Barr draws an analogy to the banking system budding off savings accounts.  There is a difference between an account with no balance and no account at all.  And even when there is no account, there is an "intricate rule-governed system" of banking laws that allows an account to come into existence.  That isn't nothing. 

But a system of laws is at least immaterial, right?  So suppose we give Hawking the benefit of the doubt. He claims that the universe comes into being "from nothing." Yet he also says there is something prior to this nothing, which he calls "the laws of gravity and quantum theory." Since they exist, they have being.  But they are, however, themselves immaterial.  So Hawking postulates that the universe was created by an immaterial being t. 

Does he mean that the laws of gravity and quantum theory are two distinct principles? Gravity is that principle which draws all things to itself, and quantum mechanics is that principle that brings things into being. If they are distinct, then there must be something prior to them which "begets" them. If not, then a certain sense, they are one, despite the appearance of being different.  This is a great mystery. 

Let's assume that he wasn't serious when he said, "from nothing," but that he meant only "from no matter." (This is "nothing" only in the sense of "absence.") So Hawking says that once upon a time the universe [space-time manifold] did not exist. There is a "beginning" or "finiteness" to time," and therefore an "outside" to time. And the laws of physics somehow exist outside of time.  He is flirting with Platonism here.  I wonder if he knows it. 

So he equates the "creation of the universe" with the "becoming of matter."  And logically prior to this "becoming" stands a principle, a set of laws described by quantum theory. (This is logically prior, not prior in time. Time commences with the becoming of matter.)

IOW: Law precedes Matter and is the cause of it.

This makes the Law the formal cause - i.e., "the form-specifying principle" - of that which would otherwise be formless. This is also Kool, since the Scientific Revolution deliberately rejected formal causes. 

But since every thing that exists exists in some form, formless matter must be (in some way) non-existent. By bringing form to "formless matter" the Law brings matter as we know it into being.

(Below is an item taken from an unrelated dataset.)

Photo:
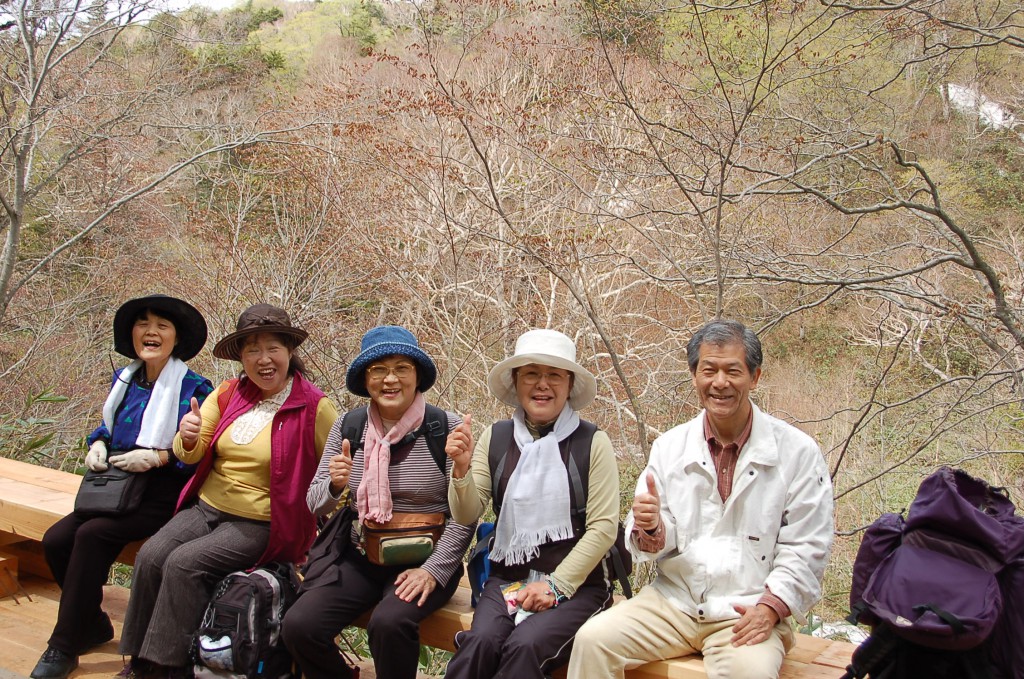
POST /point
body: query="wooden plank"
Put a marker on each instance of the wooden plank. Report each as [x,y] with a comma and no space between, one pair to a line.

And we're back to Aristotle, again!  There's no escaping that old Stagerite.  Like American Express, he's everywhere you want to be.
Πρώτη ὕληIf we abstract [in thought] all characters and determinations from body, we arrive at a concept of characterless, undetermined matter, aka "prime matter."  Formless matter, the πρώτη ὕλη (prote hyle), is pure potency and not actually anything.  In particular, while it potentially exists, it does not actually exist.  (It "lacks the act of existence.")  Thus it is incorporeal because it is no actual body -- though it is the necessary underlying condition for bodies.  So the prime matter is formless or chaotic and because it has no physical existence we can call it a "void." 

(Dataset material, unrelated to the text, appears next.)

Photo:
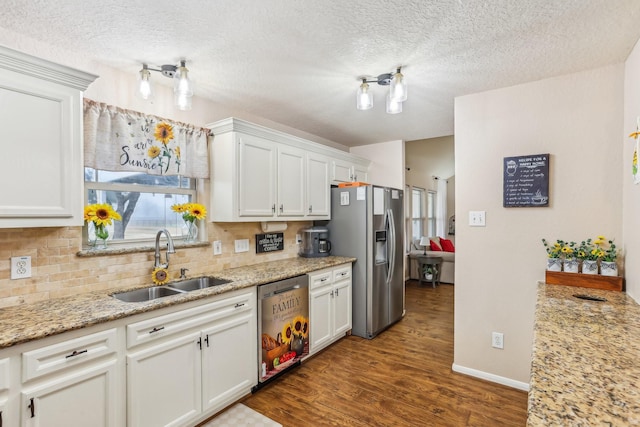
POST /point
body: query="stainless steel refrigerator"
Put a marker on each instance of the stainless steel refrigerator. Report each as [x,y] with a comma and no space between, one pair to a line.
[367,223]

So according to Hawking, there was a beginning; and in the beginning was the Law and the Law was all there was; and without the Law nothing came to be.  And the Law was an immaterial being that was pure λογοϛ.  And this Law gave form to the void of pure potency, prime matter. 

Wait a minute.....

Something about that sounds awfully familiar.  Didn't someone say all that and say it more poetically a long time ago?
"In the beginning was the Word
and the Word was *with God,
and the Word *was God.
He was in the beginning with God.
All things came to be through him,
And without him nothing came to be."


  1. Physicists, when they are off the reservation, say the cutest things. Many of them hold philosophy in contempt because "there are never any final answers" in philosophy. Unlike physics, where the phlogiston... I mean, the impetus.... Well, you know what I mean. But as Mary Midgley said, "People who refuse to have anything to do with philosophy have become enslaved to outdated forms of it."

    Another amusement is that often, the very same individuals who will fault philosophy or metaphysics with respect to "science" on those grounds will then go on to fault "religion" (which is to say, Christianity) with respect to "science" on the grounds that "religion" does claim to have some "final answers," whereas "science is more modest in its claims."